Its candidature for a non-permanent seat on the United Nations Security Council for 2019-20 and active participation in the Utstein Group,1 which Belgium chaired in 2019, are examples of the country’s efforts to reform the United Nations system and strengthen its legitimacy, representativeness and effectiveness.

As part of efforts to monitor international commitments, Belgium submitted its first voluntary review of the implementation of the 2030 Agenda in 2017 and has committed to aligning its co-operation programme through the research project on the SDGs as a Compass for Belgian Development Co-operation (HIVA-KU Leuven and IOB-UAntwerp, 2020[2]) (Chapter 2). Belgium was also active in negotiating the Global Compact for Safe, Orderly and Regular Migration and helped to involve Middle Eastern States and civil society actors in the negotiations. Finally, in line with its inclusive development objectives, Belgium is also active in multi-stakeholder mechanisms to tackle the plunder of raw materials, in particular through the Kimberley Process and the Extractive Industries Transparency Initiative (EITI). Belgium is also a strong supporter of the Grand Bargain to make humanitarian financing and response more efficient and effective (Chapter 7).

Belgium has successfully mobilised the international community around development and human rights issues such as conflict prevention, mainly in Central Africa, and gender equality. Within multilateral bodies, Belgium is a historical and indispensable advocate for least developed countries (LDCs) and countries in fragile or conflict situations. It is influential within the EU, where it advocates for an integrated approach to security and peace in forgotten crises and ongoing conflicts (Chapter 7) and finances European funds for these efforts.2 Belgium’s advocacy for conflict prevention is also directly linked to a rights-based approach: during its presidency of the United Nations Security Council, Belgium focused on the role of children in armed conflict and transitional justice. All its multilateral partners are unanimous on the quality and effectiveness of Belgium’s advocacy for gender equality, which was reflected in the She Decides initiative in 2017 to support sexual and reproductive health and rights.3 Belgium, Denmark and Sweden quickly joined this initiative launched by the Netherlands and organised a multi-actor conference that formalised the movement and resulted in commitments from more than 45 countries.

Finally, Belgium is also noted for putting one of its flagship thematic priorities on the European agenda: digital for development. Following its lead, 15 Member States called for an ambitious European strategy, which resulted in a working document drafted by the European Commission and the European Council adopting recommendations to support digital for development (EC, 2017[3]). Belgium spearheaded the creation of the Digital for Development-Hub (D4D) EU-Africa, an initiative anchored in the new Joint Africa-EU Strategy and which aims to support digital transformation efforts in Africa by building on common expertise and networks.4

Beyond its leading role in these thematic areas, the country also addresses climate and health issues in LDCs on the international and regional stage. Through its multilateral channels, Belgium advocates to allocate funding for LDC efforts to adapt to climate change. Belgian global health efforts rely on multi-actor partnerships (Chapter 2) that are made possible by its academic expertise in tropical disease eradication, the importance of its pharmaceutical sector, and its bilateral co-operation experience in strengthening health systems. However, despite these stated priorities, the share of bilateral aid allocated to the health sector has been steadily declining since 2013 (Chapter 3 and Annex B – Table B.5).

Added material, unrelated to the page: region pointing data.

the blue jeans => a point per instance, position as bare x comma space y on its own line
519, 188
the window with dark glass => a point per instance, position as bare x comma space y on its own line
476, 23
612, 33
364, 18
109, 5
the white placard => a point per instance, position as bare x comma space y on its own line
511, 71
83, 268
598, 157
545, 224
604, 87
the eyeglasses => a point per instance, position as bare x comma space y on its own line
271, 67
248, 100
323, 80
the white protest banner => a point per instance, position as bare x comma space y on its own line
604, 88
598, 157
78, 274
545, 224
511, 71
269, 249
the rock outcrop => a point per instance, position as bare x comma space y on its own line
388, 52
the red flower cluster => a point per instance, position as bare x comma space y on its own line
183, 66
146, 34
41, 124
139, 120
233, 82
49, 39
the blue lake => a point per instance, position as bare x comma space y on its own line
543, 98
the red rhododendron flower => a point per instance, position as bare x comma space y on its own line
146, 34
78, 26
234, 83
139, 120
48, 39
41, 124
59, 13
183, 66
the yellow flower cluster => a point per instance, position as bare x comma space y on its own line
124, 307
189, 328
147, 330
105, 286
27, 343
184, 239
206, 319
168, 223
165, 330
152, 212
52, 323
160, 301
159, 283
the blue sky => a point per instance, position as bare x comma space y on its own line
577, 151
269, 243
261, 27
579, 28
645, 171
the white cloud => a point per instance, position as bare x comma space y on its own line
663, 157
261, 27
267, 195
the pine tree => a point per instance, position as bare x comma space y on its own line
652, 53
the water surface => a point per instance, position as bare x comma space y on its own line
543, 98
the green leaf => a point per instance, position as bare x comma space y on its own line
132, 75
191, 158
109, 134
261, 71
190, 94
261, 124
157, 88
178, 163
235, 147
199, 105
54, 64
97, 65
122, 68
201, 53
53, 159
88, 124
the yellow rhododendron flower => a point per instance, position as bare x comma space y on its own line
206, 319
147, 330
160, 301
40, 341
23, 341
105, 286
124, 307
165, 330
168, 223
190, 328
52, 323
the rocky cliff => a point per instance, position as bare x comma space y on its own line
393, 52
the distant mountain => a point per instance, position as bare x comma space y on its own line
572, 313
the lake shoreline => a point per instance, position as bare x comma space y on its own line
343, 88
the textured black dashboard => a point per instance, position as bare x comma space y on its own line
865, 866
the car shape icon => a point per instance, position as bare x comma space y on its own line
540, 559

Belgium is formally committed to policy coherence for development at the highest level of government, with a view to making development co-operation more effective. The Law on Development Co-operation stipulates that Belgium is committed to “maximum coherence between the different areas of Belgian policy” (Kingdom of Belgium, 2013[4]). The federal government and the regional and local governments are also committed to taking coherence into account when developing their respective policies, and to co-ordinating efforts (Kingdom of Belgium, 2014[5]). This commitment is particularly important in the Belgian context, where regions and communities are responsible for education, the environment, agriculture, economy, trade, finance, migration, security and energy.

To meet this legal obligation, Belgium had established an ambitious institutional mechanism to analyse, discuss with all stakeholders and define policies with a positive impact on developing countries, or at least with no negative impact.5 However, these structures for co-ordination, dialogue and impact analysis have rarely been mobilised, partly because the state has made few requests to do so.6 The administration stopped using them in 2019. In order to take into account the broadening of the concept of policy coherence to include sustainable development in line with Agenda 2030, Belgium is considering pursuing coherence for development within the structures in charge of sustainable development – decision that can only be taken by a government in full function.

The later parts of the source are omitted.